That thing you were utterly sure would never happen? Yeah, well, guess what …

Never. Test. In. Production.

Who, Me? A Who, Me? moment last week introduced a much-needed laugh into the lives of at least a few end users, after a bit of testing in production had all too familiar consequences.

Cuvva is an app-based car insurance service. It is a handy thing for some — rather than signing up for an annual policy, a customer can use its app to set up insurance that lasts for just an hour or so. It can also push out app notifications, one of which made a programmer's little joke all too public.

"What could possibly go wrong?" asked the programmer (and Cuvva's lead Android engineer) Adam Bennett.

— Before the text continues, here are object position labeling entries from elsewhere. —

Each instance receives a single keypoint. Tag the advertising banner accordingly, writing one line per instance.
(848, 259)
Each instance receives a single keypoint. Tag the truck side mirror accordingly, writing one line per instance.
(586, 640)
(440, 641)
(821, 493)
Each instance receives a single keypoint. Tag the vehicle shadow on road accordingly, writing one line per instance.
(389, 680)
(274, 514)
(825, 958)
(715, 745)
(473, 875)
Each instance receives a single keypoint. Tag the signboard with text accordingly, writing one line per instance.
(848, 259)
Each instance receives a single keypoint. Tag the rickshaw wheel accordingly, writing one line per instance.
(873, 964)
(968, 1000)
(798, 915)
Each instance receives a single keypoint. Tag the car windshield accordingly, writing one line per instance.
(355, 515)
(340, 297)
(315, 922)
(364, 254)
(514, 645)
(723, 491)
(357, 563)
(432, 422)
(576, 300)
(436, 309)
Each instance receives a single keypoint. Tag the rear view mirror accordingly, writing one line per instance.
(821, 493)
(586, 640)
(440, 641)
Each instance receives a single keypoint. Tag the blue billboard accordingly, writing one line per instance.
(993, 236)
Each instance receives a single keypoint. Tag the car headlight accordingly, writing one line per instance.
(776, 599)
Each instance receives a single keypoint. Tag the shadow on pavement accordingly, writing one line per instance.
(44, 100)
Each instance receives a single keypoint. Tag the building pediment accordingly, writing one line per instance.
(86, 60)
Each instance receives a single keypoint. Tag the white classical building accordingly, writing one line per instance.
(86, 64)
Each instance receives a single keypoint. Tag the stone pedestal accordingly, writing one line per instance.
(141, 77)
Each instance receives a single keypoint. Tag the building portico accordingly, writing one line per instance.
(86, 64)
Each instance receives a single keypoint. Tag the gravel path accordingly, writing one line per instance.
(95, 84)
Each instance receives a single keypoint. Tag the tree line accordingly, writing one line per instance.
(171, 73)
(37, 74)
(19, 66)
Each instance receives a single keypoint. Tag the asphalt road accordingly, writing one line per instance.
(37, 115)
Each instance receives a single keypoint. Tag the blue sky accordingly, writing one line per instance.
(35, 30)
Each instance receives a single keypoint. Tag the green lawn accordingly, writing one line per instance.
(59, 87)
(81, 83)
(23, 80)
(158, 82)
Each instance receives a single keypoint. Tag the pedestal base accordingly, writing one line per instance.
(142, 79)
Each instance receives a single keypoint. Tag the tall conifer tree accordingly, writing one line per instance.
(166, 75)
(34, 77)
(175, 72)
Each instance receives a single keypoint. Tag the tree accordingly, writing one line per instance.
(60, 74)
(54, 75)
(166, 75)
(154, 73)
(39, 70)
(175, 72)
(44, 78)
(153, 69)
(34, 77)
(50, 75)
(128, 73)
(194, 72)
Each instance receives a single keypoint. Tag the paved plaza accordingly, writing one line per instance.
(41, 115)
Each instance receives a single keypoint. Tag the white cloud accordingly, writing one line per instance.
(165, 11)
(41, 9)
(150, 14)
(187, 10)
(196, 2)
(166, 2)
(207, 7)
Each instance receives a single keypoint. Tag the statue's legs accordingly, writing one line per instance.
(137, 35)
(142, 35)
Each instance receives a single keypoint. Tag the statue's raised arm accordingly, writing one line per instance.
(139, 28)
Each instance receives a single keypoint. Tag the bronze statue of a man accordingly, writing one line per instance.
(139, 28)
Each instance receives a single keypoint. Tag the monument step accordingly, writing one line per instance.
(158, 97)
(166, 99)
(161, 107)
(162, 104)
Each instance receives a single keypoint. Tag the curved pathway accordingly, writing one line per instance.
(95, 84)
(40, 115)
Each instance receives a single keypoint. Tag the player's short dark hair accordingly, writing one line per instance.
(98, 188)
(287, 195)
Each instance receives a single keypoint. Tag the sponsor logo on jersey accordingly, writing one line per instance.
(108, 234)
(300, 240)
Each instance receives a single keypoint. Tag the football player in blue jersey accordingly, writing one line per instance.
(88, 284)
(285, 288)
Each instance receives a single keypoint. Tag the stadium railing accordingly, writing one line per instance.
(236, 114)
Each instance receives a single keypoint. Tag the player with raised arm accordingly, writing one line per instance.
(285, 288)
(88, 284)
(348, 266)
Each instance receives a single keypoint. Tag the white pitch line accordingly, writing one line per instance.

Within minutes, he had his answer: rather a lot.

Bennett had inadvertently pushed a notification out to thousands of the company's Android app users.

In a "cautionary tale" posted over the weekend, Bennett gave a refreshingly open explanation of how he had "accidentally pinged every Android customer in production."

The problem, it appeared, came from a desire to bring the Android app up to parity with the iOS version in terms of push notifications.

"I set out to work out the exact state of push notifications on the Cuvva Android app," he explained. He picked through the code to check for references to the messaging platform of choice, Firebase Cloud Messaging (FCM), checked the dependency tree for any hidden usage and took a close look at the FCM console itself. The latter showed iOS (and web) as configured, but nothing for Android.

"At this point I was 100 per cent convinced that there was no way that our Android app could pick up a notification," he wrote.

So, he did the FCM integration, prepared his test message and, sure that nobody would ever actually see the notification, sent out what, in retrospect, turned out to be a tweet of unalloyed hubris. He then pressed the button.

To be fair, FCM had warned him that over half a million devices would be affected ("in hindsight — this number didn't match our analytics, so where did it come from? That's right: registered push tokens") which gave Bennett a little pause for thought. Sadly, however, not enough.

Despite his absolute certainty that the message would never be seen, approximately 120,000 push notifications were received and around 20,000 were opened. Oops.

"It was an odd feeling," Bennett told The Register, "a mix of immediate dread giving way to humour at the absurdity of what I'd done." As the screenshots poured in from amused customers "my horror quickly turned to embarrassment and amusement."

But what had happened? The answer was that while the code Bennett looked at was sparklingly clean, the team had recently removed a library which included the default FCM service. It had been evaluated and eventually dropped three weeks prior. However, the version of Cuvva's app in use by the majority of users still had it and push tokens had been quietly registered. Therefore, that majority of users received a dose of Bennett's humour.

Fortunately for the Android engineer, the impact was ... pretty good. Customers saw the funny side and Cuvva's social media team revelled in "the most social media engagement we've ever had."

Indeed, Bennett's employer was very understanding. "We have an internal Slack channel," Bennett told us, "encouraging the team to share mistakes," and he highlighted a corporate culture that encouraged the discussing of cockups rather than sweeping the smoking remains under the nearest carpet. "If you make a mistake as public as this," he said, "it's better to lean into it rather than cover it up and attempt to shift blame."

It could have been so much worse had Bennett dropped a swear or two into his "test" (this hack well remembers some test data sneaking into a customer demo many years ago that left a sales exec speechless and at least one programmer jobless) and he had some advice on top of the obvious Do Not Test In Production.

"Do not write something you wouldn't want customers to see," he said. Dropping something like the f-bomb or dishing the dirt on company politics could be severely career limiting. He went on to point out that "your app is not necessarily the customer's app" and dispensed useful advice concerning notifications and the vetting of libraries.

We'll give Bennett the last word:

"And finally: Do. Not. Test. Notifications. In. Production."